Be mindful: Mindfulness can be defined as a state of active and open attention on the present. Mindfulness is simply paying attention to what is around you in the present moment. The scientific community has become enamored of mindfulness, and there are multiple studies using this technique in many different populations (from children to older adults) and for many different conditions (from work/school performance to heart, digestive, and other conditions).[v] (If you need so help developing your mindfulness practice download my FREE meditation 101 guide.)

 

woman-working-out

Exercise: Your body needs exercise as much as it needs food, water, and light. Exercise, especially intense exercise, has a way of bringing a sense of calm to your day, and its effects last for days.[vi] Exercise today to help you with a stressful situation tomorrow.

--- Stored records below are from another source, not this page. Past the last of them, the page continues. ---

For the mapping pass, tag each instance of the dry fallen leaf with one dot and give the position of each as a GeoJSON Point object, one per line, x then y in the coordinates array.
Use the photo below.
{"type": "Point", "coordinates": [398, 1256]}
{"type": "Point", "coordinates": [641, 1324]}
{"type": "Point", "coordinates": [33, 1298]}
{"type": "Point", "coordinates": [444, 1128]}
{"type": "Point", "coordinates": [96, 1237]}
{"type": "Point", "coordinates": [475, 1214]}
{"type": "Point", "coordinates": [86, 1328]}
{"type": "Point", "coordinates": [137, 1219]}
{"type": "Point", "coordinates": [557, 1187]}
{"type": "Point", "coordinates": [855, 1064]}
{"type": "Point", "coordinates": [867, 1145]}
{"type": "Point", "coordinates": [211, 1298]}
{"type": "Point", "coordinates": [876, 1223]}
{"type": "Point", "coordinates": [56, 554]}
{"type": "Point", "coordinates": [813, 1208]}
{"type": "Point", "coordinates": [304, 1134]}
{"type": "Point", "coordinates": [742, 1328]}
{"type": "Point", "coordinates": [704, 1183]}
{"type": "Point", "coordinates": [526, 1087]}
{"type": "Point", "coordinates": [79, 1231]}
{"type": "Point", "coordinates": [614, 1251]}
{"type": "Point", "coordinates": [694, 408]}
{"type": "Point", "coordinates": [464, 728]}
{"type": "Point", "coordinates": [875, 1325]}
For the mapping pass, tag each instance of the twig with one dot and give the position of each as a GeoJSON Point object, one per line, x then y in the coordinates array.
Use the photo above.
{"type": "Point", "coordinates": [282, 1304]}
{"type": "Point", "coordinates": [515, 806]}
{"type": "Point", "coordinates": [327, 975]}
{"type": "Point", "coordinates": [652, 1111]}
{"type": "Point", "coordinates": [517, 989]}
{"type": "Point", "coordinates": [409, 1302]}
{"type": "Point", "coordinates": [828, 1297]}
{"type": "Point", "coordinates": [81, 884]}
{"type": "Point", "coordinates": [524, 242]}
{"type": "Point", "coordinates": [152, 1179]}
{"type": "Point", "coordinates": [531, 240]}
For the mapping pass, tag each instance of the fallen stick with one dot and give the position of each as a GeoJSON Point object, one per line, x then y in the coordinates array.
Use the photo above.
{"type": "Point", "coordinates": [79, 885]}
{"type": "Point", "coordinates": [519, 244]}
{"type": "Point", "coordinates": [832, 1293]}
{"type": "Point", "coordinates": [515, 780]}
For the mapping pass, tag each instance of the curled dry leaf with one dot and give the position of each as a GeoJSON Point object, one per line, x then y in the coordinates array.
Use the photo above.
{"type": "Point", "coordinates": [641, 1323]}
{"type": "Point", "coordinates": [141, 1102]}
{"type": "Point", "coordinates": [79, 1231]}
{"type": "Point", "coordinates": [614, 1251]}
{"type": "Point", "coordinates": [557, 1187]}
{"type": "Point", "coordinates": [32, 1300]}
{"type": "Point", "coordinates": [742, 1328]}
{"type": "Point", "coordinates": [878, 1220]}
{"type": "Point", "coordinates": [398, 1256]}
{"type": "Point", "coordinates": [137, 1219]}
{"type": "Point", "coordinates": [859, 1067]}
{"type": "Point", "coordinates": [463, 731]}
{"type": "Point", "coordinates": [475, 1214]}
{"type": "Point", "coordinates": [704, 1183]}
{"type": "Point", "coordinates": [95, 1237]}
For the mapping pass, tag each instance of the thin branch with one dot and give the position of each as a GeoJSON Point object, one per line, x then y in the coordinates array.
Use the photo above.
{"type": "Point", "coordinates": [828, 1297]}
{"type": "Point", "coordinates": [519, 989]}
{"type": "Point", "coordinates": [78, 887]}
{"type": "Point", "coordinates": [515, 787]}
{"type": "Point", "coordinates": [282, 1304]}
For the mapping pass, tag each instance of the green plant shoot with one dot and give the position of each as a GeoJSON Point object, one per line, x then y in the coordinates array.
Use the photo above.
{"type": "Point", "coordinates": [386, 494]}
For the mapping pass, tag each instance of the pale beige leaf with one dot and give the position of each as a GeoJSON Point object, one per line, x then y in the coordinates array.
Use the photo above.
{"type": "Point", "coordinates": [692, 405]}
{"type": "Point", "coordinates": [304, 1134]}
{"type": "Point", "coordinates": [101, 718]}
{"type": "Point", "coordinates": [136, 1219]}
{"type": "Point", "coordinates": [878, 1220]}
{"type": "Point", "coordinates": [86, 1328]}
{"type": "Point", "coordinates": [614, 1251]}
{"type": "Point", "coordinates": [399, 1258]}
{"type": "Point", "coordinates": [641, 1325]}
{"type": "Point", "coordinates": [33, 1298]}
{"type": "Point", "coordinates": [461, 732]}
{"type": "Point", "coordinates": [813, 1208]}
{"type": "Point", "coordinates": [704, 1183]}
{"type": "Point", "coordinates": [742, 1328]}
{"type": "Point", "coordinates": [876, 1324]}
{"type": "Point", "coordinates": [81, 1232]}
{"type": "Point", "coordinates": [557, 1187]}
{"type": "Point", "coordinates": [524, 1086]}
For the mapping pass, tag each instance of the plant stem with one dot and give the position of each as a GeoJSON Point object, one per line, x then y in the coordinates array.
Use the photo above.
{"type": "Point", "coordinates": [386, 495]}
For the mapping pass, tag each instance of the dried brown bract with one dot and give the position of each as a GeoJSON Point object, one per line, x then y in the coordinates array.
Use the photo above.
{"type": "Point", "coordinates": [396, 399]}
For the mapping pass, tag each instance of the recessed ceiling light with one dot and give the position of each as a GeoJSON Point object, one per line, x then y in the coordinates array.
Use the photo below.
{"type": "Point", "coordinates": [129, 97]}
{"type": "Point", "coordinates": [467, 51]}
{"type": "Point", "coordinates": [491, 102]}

Trigger awareness: What causes you to go into overload is unique; we all have our triggers. Most of us know we are becoming stressed well before it happens. Trigger awareness is one of the most important skills to learn for stress reduction. When you learn what your early warning signs are, that is when you can start your relaxation techniques (or go for a run or walk).

Stress relief works.

People who practice these techniques have been shown to lower their blood pressure, reduce stress hormones, increase blood flow, feel energized, boost confidence, and have better concentration and mood. It is well worth your effort to learn some (or all) of these techniques to handle stress.

But to get the most benefit from these techniques, you must practice. Stress reduction is a set of skills that you get better at with time. The list above is not exhaustive. Other techniques may work for you: Go get a massage, spend time in nature, dance to your favorite music, take a warm bath, play with your children or pets.

Start small. Start today. Don’t wait for an especially stressful time in your life to start practicing stress reduction.

Source Shaklee Naturally Blog
[i] Cohen S, Janicki-Deverts D, Miller GE. Psychological stress and disease. JAMA. 2007 Oct 10;298(14):1685-7.
[ii] Ranabir S, Reetu K. Stress and hormones. Indian Journal of Endocrinology and Metabolism. 2011 Jan 1;15(1):18.
[iii] Dimsdale JE. Psychological stress and cardiovascular disease. Journal of the American College of Cardiology. 2008 Apr 1;51(13):1237-46.
[iv] Mayer EA. The neurobiology of stress and gastrointestinal disease. Gut. 2000 Dec 1;47(6):861-9.
[v] Brown KW, Ryan RM. The benefits of being present: mindfulness and its role in psychological well-being. Journal of personality and social psychology. 2003 Apr;84(4):822.
[vi] Deslandes A, Moraes H, Ferreira C, Veiga H, Silveira H, Mouta R, Pompeu FA, Coutinho ES, Laks J. Exercise and mental health: many reasons to move. Neuropsychobiology. 2009 Jun 10;59(4):191-8.